La obra de Oesterheld suele ser leída desde la izquierda en otros términos: la invasión es el colonialismo de las potencias centrales, la resistencia de los sobrevivientes es la resistencia peronista tras la proscripción o, incluso, la lucha armada para frenar al capitalismo deshumanizador. Sin embargo, estas lecturas se basan en la historia personal del escritor, quien en los últimos años de su vida hasta su desaparición en 1977, durante la última dictadura militar, integró la organización Montoneros. Su militancia revolucionaria se ve reflejada en su biografía del Che Guevara, en la reescritura que hizo de El Eternauta en 1969 y en la segunda parte de la historieta, escrita tras su pase a la clandestinidad y publicada en 1976. Sin embargo, la primera parte de la historia, creada a fines de los 50, parece más cercana a las ideas del desarrollismo, la teoría económica que postula la industrialización de los países periféricos. De hecho, en varias viñetas puede verse la pintada “Vote Frondizi” y es innegable que Favalli tiene la cara de Rogelio Frigerio, el principal asesor económico del presidente desarrollista. Desde este punto de vista, los protagonistas de la historieta son un reflejo del país frondizista que apuesta a la ciencia y a la tecnología para crecer: Juan Salvo tiene una pequeña fábrica de transformadores, Favalli es un profesor de física y Lucas, un entusiasta de la electrónica. Es decir, si hay un sujeto colectivo representado en El Eternauta es la clase media profesionalizada, emprendedores y pequeños empresarios del sector privado con los que el desarrollismo contaba para industrializar el país. El hecho de que el cómic se centre en un grupo social no quiere decir que el protagonista sea colectivo. Estos son hombres con iniciativa individual y gracias a ella pueden improvisar salidas incluso para problemas impensados como una invasión extraterrestre: con los contenidos de un garaje logran crear un traje aislante para protegerse de la nevada o se las arreglan para reconectar una radio de onda corta y comunicarse con otros sobrevivientes. Como se dijo, son el reverso exacto de la enorme masa sin voluntad propia y dirigida desde lejos, el “aluvión zoológico” de insectos, animales y robots humanos que los atacan.

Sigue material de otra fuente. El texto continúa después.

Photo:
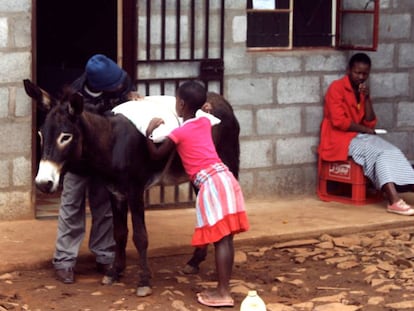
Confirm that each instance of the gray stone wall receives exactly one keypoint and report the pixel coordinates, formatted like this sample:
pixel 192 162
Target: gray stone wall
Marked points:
pixel 16 192
pixel 278 98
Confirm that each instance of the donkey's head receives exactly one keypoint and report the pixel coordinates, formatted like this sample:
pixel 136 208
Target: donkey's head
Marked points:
pixel 60 134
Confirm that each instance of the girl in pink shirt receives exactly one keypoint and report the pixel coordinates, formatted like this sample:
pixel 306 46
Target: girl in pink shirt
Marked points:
pixel 219 205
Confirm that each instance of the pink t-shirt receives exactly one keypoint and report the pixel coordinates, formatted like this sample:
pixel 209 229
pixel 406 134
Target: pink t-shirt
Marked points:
pixel 195 145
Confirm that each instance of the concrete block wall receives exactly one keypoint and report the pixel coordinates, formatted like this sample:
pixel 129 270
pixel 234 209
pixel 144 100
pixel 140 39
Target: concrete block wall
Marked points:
pixel 16 192
pixel 278 98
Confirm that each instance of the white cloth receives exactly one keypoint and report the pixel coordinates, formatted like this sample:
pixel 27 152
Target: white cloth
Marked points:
pixel 141 112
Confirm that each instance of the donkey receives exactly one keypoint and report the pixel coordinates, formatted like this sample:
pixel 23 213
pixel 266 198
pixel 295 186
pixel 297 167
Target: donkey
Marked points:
pixel 76 140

La serie también preserva a la clase media como sujeto, aunque acusa los golpes de 70 años de degradación. La Argentina representada por Oesterheld ya parece una utopía: ahora hay emigrados de 2001 y empleados con deudas que no pueden pagar un alquiler. Favalli no es un docente de física sino un ingeniero electrónico, de otro modo no podría justificar un chalet de dos plantas en Vicente López y un velero en el Tigre. Los vecinos de zona norte ya no son empleados ferroviarios, como los primeros que vemos morir en la historieta. Uno menciona que se está planeando cercar un área para resguardarla de los habitantes de una villa cercana: incluso en el apocalipsis aspiran a vivir en un barrio cerrado. La idea de que estos personajes integren un colectivo está aun más desdibujada que en el cómic: más bien son un conjunto de individualidades en permanente conflicto. Narrativamente, otra cosa no tendría sentido: ¿para qué tener cuatro o cinco personajes juntos si están siempre de acuerdo y piensan igual? El enfrentamiento entre los protagonistas pasa por escapar a una casa en una isla o quedarse en la ciudad, es decir, salvarse solo o unirse a la resistencia para enfrentar al invasor.

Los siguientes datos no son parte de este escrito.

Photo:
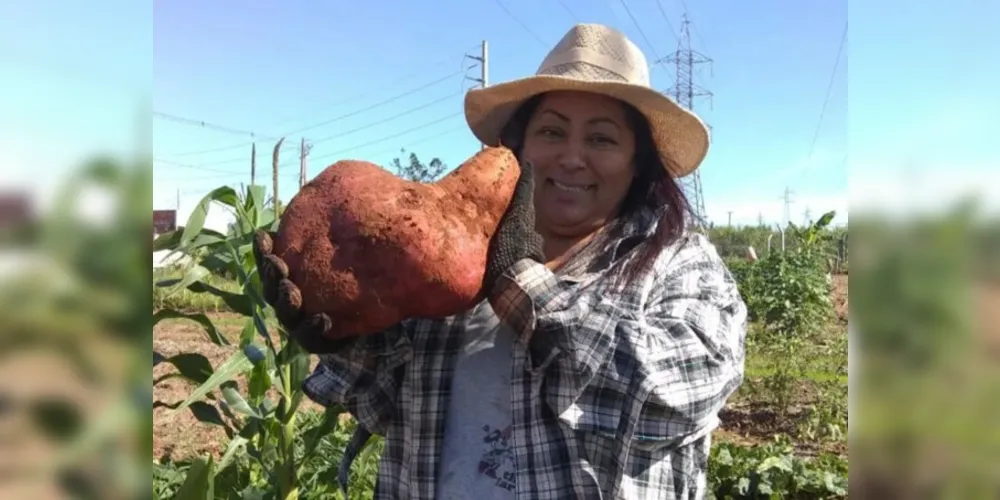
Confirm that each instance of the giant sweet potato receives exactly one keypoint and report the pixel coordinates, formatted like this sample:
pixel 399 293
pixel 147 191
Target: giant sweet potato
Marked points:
pixel 369 248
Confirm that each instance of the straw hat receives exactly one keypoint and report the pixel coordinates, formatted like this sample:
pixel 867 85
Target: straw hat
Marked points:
pixel 595 58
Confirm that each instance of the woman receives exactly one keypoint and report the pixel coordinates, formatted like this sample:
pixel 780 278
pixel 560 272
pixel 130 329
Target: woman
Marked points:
pixel 611 337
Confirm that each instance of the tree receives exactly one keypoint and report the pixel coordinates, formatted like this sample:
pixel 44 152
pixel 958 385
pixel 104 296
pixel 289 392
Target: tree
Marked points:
pixel 415 170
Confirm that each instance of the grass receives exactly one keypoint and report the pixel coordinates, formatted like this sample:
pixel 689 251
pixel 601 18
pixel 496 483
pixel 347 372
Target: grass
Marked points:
pixel 785 429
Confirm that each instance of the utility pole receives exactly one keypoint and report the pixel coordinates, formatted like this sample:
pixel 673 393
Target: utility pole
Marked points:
pixel 274 168
pixel 684 92
pixel 787 198
pixel 484 68
pixel 304 149
pixel 253 164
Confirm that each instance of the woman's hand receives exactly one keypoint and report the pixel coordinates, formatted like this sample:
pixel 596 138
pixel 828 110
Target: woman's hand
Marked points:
pixel 515 238
pixel 309 331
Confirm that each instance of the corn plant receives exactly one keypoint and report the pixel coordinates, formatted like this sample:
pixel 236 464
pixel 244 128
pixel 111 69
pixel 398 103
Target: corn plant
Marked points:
pixel 260 423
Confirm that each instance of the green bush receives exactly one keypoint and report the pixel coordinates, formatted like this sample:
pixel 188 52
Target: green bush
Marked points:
pixel 272 447
pixel 773 471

La metáfora de El Eternauta de Oesterheld es un territorio en disputa: ¿habla del colonialismo y la lucha revolucionaria o de la libertad individual frente al colectivismo? Inevitablemente, también lo será esta serie. Acaso sea otra manifestación del eterno drama de la clase media argentina: ante las crisis y gobiernos que arrasan su modo de vida, ¿deciden abandonar, irse o quedarse para intentar recuperar un país normal? Es demasiado pronto para cerrar un sentido: el suceso final de esta primera temporada se ubica en la página 142 de una historieta de 350. No es demasiado pronto, sin embargo, para tener ganas de que ya llegue la segunda.